# Jaeger LeCoultre skeleton clock



## kjh (Aug 24, 2011)

I have received a JLC skeleton clock from a relation's estate and would like to know more about it - including approx value for insurance purposes please. 
Inscribed on the base are 3 numbers: JO24819; 3003; 419 
All help will be greatly appreciated. Thank you.


----------



## StufflerMike (Mar 23, 2010)

The movement somehow looks very familiar to me - just google "Corum Golden Bridge" and you will know why. Haven't seen a JLC like that ever before.


----------



## kjh (Aug 24, 2011)

stuffler said:


> The movement somehow looks very familiar to me - just google "Corum Golden Bridge" and you will know why. Haven't seen a JLC like that ever before.
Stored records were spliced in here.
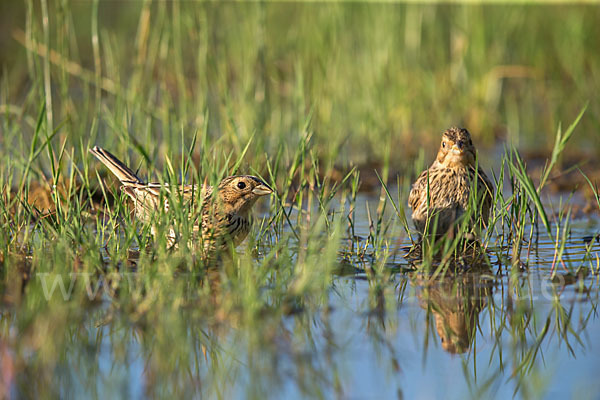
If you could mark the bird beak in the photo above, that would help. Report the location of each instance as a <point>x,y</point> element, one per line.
<point>456,150</point>
<point>262,190</point>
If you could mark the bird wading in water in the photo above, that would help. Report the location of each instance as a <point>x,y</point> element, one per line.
<point>443,192</point>
<point>225,215</point>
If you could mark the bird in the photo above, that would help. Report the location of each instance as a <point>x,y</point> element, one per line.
<point>224,216</point>
<point>443,191</point>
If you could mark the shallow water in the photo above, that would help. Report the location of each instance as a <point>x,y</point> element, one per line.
<point>487,333</point>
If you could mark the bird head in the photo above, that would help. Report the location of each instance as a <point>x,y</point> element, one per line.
<point>238,193</point>
<point>456,149</point>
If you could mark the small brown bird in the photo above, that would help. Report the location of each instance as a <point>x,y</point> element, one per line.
<point>443,191</point>
<point>225,218</point>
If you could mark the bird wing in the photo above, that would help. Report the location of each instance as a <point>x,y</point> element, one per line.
<point>418,190</point>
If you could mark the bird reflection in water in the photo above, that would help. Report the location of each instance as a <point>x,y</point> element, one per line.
<point>455,303</point>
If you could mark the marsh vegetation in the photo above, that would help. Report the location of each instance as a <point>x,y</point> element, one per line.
<point>337,107</point>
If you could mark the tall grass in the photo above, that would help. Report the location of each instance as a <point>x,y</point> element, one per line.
<point>313,98</point>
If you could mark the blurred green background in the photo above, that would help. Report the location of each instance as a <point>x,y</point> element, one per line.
<point>372,82</point>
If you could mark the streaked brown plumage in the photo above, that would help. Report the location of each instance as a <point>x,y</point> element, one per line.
<point>450,180</point>
<point>225,217</point>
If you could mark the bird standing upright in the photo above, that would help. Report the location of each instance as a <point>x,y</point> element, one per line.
<point>225,217</point>
<point>442,192</point>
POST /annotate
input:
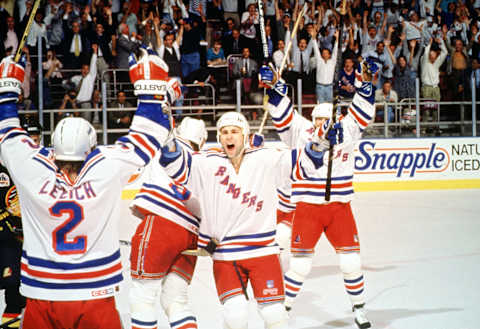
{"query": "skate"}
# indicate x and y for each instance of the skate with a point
(360, 317)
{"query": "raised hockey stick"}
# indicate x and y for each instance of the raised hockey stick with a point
(27, 30)
(263, 34)
(207, 251)
(282, 65)
(6, 325)
(338, 64)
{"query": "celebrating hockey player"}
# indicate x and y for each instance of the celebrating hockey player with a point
(10, 249)
(313, 215)
(157, 266)
(235, 189)
(71, 266)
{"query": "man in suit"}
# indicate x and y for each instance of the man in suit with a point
(246, 69)
(76, 46)
(126, 44)
(119, 119)
(234, 43)
(102, 38)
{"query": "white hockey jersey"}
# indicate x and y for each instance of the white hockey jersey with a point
(71, 247)
(238, 210)
(296, 131)
(161, 196)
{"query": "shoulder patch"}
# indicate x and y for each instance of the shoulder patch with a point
(4, 180)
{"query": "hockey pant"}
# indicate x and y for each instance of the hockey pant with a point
(336, 220)
(265, 276)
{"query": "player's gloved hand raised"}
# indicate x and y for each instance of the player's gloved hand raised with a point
(12, 75)
(257, 140)
(155, 90)
(329, 134)
(268, 76)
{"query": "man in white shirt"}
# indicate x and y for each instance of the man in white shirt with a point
(86, 85)
(431, 62)
(326, 61)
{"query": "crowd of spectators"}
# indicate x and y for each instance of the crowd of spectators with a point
(83, 40)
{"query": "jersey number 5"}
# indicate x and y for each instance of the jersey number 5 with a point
(61, 244)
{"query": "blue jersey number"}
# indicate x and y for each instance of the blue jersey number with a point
(61, 245)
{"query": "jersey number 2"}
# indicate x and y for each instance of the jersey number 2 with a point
(61, 244)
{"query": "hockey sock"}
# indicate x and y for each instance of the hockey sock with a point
(297, 274)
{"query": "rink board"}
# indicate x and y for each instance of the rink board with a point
(403, 164)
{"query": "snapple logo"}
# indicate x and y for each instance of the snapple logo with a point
(400, 161)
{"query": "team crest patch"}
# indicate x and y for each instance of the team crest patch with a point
(270, 290)
(4, 180)
(7, 272)
(297, 239)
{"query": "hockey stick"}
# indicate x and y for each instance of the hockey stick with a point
(282, 65)
(27, 31)
(338, 64)
(263, 34)
(6, 325)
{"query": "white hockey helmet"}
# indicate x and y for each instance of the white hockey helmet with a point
(73, 139)
(322, 110)
(236, 119)
(193, 130)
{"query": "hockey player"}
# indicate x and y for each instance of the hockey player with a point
(157, 266)
(10, 249)
(235, 189)
(313, 214)
(71, 266)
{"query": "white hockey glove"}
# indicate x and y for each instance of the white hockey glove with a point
(269, 77)
(155, 90)
(327, 135)
(257, 140)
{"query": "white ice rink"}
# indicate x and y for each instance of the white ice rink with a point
(421, 258)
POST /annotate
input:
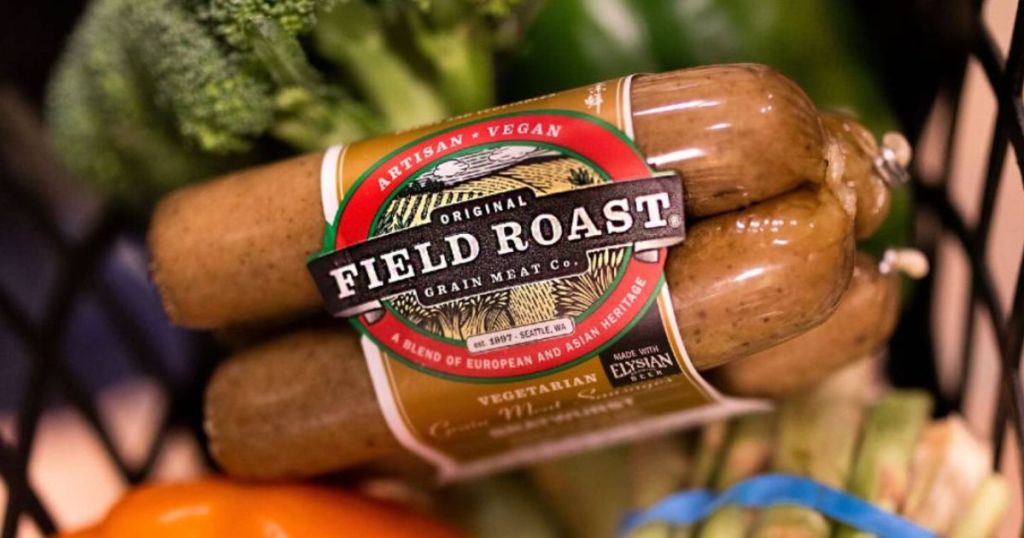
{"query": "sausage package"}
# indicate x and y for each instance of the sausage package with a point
(506, 271)
(529, 280)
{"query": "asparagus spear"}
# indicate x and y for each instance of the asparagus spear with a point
(590, 492)
(817, 438)
(881, 472)
(948, 465)
(504, 506)
(749, 453)
(659, 467)
(985, 511)
(709, 452)
(705, 463)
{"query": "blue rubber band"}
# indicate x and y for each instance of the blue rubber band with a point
(761, 492)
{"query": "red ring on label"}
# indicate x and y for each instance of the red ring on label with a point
(605, 148)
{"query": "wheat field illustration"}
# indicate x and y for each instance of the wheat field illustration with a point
(543, 171)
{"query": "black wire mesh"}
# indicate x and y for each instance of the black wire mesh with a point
(40, 327)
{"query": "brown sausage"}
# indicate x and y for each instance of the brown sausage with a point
(738, 280)
(303, 404)
(232, 251)
(863, 322)
(859, 152)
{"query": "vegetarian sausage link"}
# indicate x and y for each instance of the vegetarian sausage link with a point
(863, 322)
(232, 251)
(742, 282)
(861, 172)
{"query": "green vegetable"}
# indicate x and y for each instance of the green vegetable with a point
(817, 438)
(881, 473)
(152, 94)
(749, 452)
(501, 506)
(570, 43)
(590, 492)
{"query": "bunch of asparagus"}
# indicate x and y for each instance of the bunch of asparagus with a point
(882, 446)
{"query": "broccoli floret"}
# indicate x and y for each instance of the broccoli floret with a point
(216, 101)
(104, 123)
(233, 19)
(151, 94)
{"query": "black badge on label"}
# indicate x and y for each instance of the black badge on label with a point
(641, 354)
(501, 241)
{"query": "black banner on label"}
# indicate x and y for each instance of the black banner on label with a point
(501, 241)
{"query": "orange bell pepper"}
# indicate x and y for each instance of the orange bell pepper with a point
(216, 507)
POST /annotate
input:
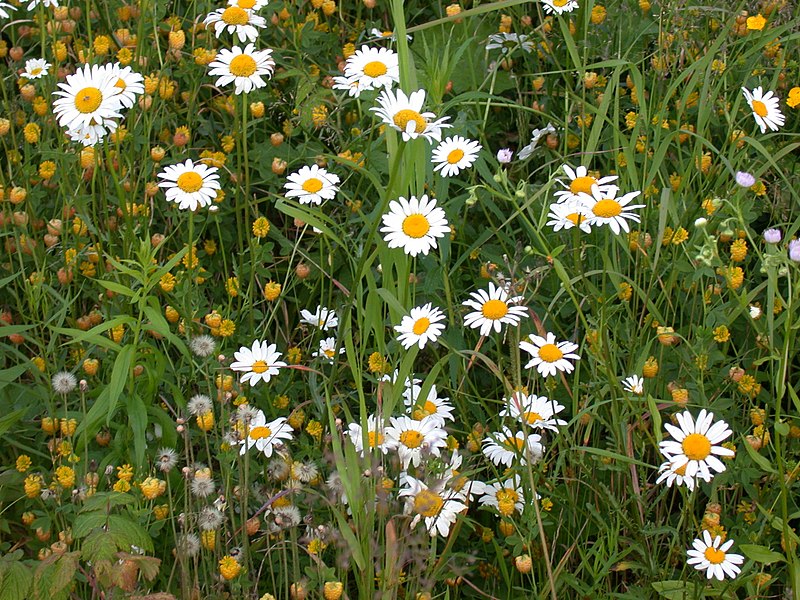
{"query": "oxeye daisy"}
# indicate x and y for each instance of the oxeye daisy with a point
(242, 66)
(190, 184)
(580, 182)
(242, 22)
(550, 356)
(765, 109)
(311, 185)
(492, 309)
(712, 556)
(414, 224)
(421, 326)
(455, 154)
(606, 209)
(403, 113)
(259, 362)
(694, 444)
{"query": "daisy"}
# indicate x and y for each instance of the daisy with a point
(402, 113)
(373, 67)
(242, 22)
(439, 507)
(455, 154)
(713, 557)
(607, 209)
(765, 109)
(550, 356)
(537, 411)
(35, 68)
(190, 185)
(411, 439)
(507, 447)
(420, 327)
(580, 182)
(693, 444)
(323, 317)
(327, 349)
(492, 309)
(264, 436)
(259, 363)
(243, 67)
(414, 224)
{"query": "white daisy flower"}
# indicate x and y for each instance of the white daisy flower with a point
(324, 318)
(242, 22)
(312, 185)
(438, 506)
(421, 326)
(190, 184)
(493, 309)
(414, 439)
(550, 356)
(414, 224)
(537, 411)
(507, 447)
(259, 363)
(712, 556)
(455, 154)
(606, 209)
(403, 114)
(36, 68)
(765, 109)
(242, 66)
(694, 444)
(262, 435)
(580, 182)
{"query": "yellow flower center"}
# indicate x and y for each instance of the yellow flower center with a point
(260, 433)
(421, 325)
(582, 184)
(242, 65)
(411, 438)
(312, 185)
(189, 182)
(696, 446)
(428, 503)
(759, 108)
(233, 15)
(455, 156)
(714, 556)
(88, 100)
(550, 353)
(403, 117)
(375, 69)
(416, 226)
(607, 208)
(494, 309)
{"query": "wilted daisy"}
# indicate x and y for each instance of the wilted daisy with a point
(765, 109)
(507, 447)
(694, 444)
(455, 154)
(414, 224)
(606, 209)
(242, 66)
(190, 185)
(421, 326)
(259, 362)
(239, 21)
(537, 411)
(712, 556)
(493, 309)
(311, 185)
(550, 356)
(404, 114)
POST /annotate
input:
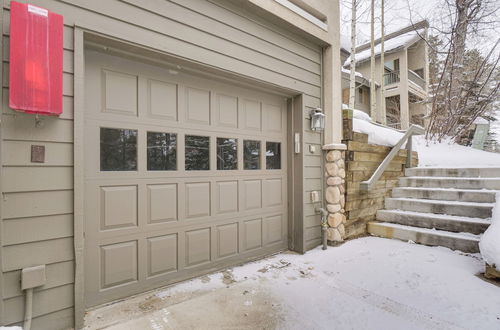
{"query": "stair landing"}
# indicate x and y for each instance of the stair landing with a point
(448, 207)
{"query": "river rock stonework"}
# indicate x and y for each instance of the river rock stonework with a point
(335, 193)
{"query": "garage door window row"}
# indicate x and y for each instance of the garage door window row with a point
(119, 152)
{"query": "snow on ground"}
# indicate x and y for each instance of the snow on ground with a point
(368, 283)
(490, 241)
(448, 154)
(392, 44)
(430, 153)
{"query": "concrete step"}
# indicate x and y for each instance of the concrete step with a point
(456, 241)
(449, 182)
(437, 221)
(446, 194)
(483, 172)
(466, 209)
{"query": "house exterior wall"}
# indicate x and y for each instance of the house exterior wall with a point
(37, 210)
(413, 58)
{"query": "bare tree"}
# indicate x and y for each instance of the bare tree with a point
(352, 78)
(373, 105)
(383, 116)
(463, 91)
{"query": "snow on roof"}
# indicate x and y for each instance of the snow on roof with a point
(481, 120)
(356, 73)
(400, 41)
(345, 42)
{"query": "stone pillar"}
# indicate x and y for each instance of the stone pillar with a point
(335, 192)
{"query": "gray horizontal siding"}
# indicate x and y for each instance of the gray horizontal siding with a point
(37, 206)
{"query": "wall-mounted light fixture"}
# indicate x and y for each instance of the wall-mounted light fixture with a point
(317, 120)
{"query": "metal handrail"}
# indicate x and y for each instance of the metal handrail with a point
(391, 77)
(413, 130)
(413, 76)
I've just watched a YouTube video putting a Corum together - how I wish I had skills like that. Thanks for that info. It is similar to the JLC. I found one fuzzy image on Google of a very similar clock to mine but the link was broken.

Regards
Kit


----------



## fuzzyb (Feb 21, 2009)

You may want to search for JLC 8-day clock. A quick search on Google pulled up an image of a clock very similar. My in-laws have a square version of it. There are many variations for the cases.


----------



## StufflerMike (Mar 23, 2010)

Dating back to 1947, a movement a baguette they called it


----------



## gsimmons (Jan 22, 2011)

I have one in for repair as well. 


---
- Sent from my iPhone using Tapatalk


----------



## kjh (Aug 24, 2011)

Thank you all for your time and information

Kit


----------